There are several reasons for your dog to cough, and your vet can help you find out the exact cause. Some coughs are mild and others can signal more serious diseases. Your veterinarian can perform blood tests, X-rays, and other tests to find out the exact cause of your dog’s cough. The important thing is to avoid thinking of your dog’s cough as an emergency until you receive the results of these tests.
The most common reason for coughing in dogs is kennel cough, which can be caused by a variety of health issues. This is a dry hacking cough that sounds like something is stuck in the throat.
When your dog coughs, it is possible that he or she is suffering from laryngeal paralysis. If so, your vet may recommend surgical treatment. This procedure involves tying back one of the laryngeal cartilages and permanently opening the airway. After this surgery, your dog can breathe freely and enjoy the benefits of a normal, cool environment.
If this is the case, a complete physical examination and blood tests are necessary. A biochemistry profile and urinalysis are also recommended. Chest x-rays may also be performed. Treatment may require additional surgeries if the problem recurs or does not respond to other treatments.
Tracheal collapse is a condition in which the trachea collapses during the breathing cycle. The diagnosis is based on a history and physical examination. A thoracic radiograph can help identify the trachea, thoracic inlet, and windpipe. X-rays may also be helpful to assess the airway and heart. A tracheal collapse often leads to laryngeal paralysis and inspiratory stridor. In addition to x-rays, the veterinarian may perform a fluoroscopy to look inside the dog’s windpipe while he or she is breathing. However, this test is usually only available at referral centers.
The cough is usually intermittent or persistent, and it may be productive or nonproductive. The coughing can also be dry or wet.
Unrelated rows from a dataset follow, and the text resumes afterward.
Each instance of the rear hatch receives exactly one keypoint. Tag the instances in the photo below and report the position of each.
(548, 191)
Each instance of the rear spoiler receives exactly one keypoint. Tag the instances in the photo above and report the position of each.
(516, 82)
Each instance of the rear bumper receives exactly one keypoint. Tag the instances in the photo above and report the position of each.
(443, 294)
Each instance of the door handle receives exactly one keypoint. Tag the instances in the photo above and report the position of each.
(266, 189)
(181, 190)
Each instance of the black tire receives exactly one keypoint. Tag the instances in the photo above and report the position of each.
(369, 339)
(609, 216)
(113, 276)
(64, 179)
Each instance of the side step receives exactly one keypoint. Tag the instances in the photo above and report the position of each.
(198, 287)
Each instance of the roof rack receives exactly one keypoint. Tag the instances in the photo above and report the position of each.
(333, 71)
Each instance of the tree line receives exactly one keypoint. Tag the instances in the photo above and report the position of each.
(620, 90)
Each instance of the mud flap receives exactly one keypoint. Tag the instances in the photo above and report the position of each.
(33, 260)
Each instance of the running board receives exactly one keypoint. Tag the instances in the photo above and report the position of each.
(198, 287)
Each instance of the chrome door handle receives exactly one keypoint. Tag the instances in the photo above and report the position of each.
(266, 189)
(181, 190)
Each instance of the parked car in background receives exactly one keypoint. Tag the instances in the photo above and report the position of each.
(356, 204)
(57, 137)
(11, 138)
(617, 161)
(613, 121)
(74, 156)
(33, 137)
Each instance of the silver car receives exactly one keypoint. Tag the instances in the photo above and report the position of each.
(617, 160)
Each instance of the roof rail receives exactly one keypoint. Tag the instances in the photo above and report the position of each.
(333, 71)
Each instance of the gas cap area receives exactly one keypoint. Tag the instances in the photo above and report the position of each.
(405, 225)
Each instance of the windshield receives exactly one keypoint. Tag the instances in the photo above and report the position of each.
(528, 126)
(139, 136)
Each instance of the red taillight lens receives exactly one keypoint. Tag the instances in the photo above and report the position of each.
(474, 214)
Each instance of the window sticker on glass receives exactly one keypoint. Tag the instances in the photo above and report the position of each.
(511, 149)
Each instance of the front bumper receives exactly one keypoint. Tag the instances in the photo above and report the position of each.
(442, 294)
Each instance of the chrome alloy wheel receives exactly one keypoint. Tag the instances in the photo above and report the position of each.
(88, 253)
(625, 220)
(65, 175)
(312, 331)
Most coughs due to airway disease are productive because they involve an increased mucus production. A dry cough, however, is associated with pulmonary fibrosis. Other causes of coughing in dogs include intermittent aspiration, esophageal stenosis, and megaesophagus. In severe cases, your veterinarian may decide to perform surgery to repair the collapse.
Foreign object in airway
When your dog coughs up a foreign object, it’s important to get your dog to the veterinarian immediately. Foreign objects can be potentially harmful because they prevent proper ventilation and can impede the body’s immune system. Your dog may also choke if the foreign body becomes lodged in its esophagus. A foreign object can also lead to chronic lung disease. When your dog coughs up a foreign body, it’s important to seek immediate veterinary care to help prevent a choking or life-threatening situation.
Foreign bodies can be removed using various procedures, depending on the size, nature, and location of the foreign object. The most common method is a surgical procedure called bronchoscopy. This procedure is performed under general anesthesia and involves inserting a thin tube into the airway. The foreign body is then removed by using forceps. Postoperative care may require antibiotics and intraoral antiseptic.
A persistent cough in a dog can be a sign of a variety of illnesses. Many of these coughs can be caused by a bacterial infection. If you suspect a bacterial infection, consult a veterinarian. Other causes of coughs in dogs can include a heart condition, a foreign object, or lung disease. Your veterinarian will be able to determine the underlying cause and prescribe treatment if necessary.
A persistent cough that is associated with a raspy sound is a sign of trouble breathing. Your dog’s cough may also be triggered by activity or excitement. It may also be related to a health issue, such as a stomach ulcer.